Thursday, June 02, 2005

Life getting in the way of blogging

Sorry about this. Nearly finished my MA and it's keepin' me kinda occupied right now. Have been reading lots of the accounts of the acquittals of US soldiers over mistreatment of detainees and regular public citizens in Iraq. Don't wanna paint with too broad a brush-I read some accounts that seemed reasonable, but the large majority seemed only too happy to tersely report that the allegations of the accuser couldn't be proven or were deemed lacking in credibility. The accounts I speak of were all from the LA Times in late May.
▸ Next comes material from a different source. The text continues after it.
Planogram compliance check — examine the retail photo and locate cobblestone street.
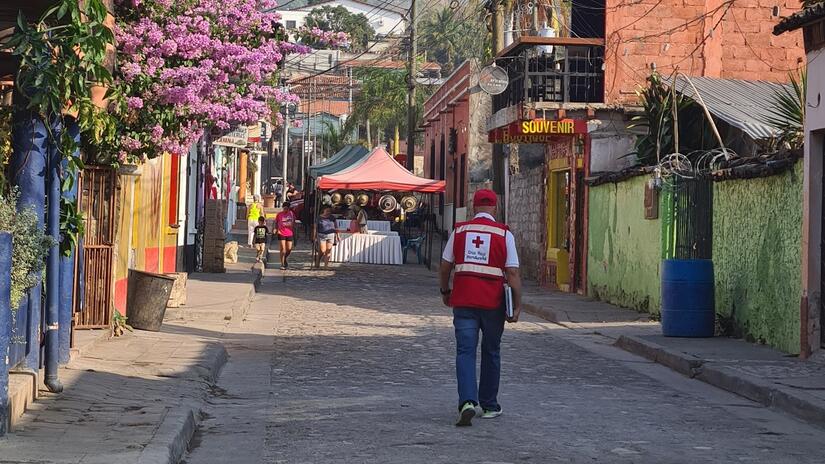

One featured the acquittal of a guy who shot an Iraqi motorist after this guy had been pulled over and dispossessed of some weapons. AFTER they'd taken the weapons, this soldier claimed that the man was moving menacingly toward him. OK, so he doesn't have any more weapons, you've determined that. So why must you shoot him 40 times, even after he's known to be dead? Oh yeah, and then desecrated him in death by putting a sign over him saying Iraqis-Best Friends, Worst Enemies. Fucker. This from a guy who joined the military in the wake of the tragedy of Sept. 11. Um, fucker, you're fighting in the wrong country against people who did NOTHING to you. Yes yes kids, and there's lots more where that come from. So don't go anywhere, we'll be right back with Georgie's Shop of Invasion Horrors right after this!!!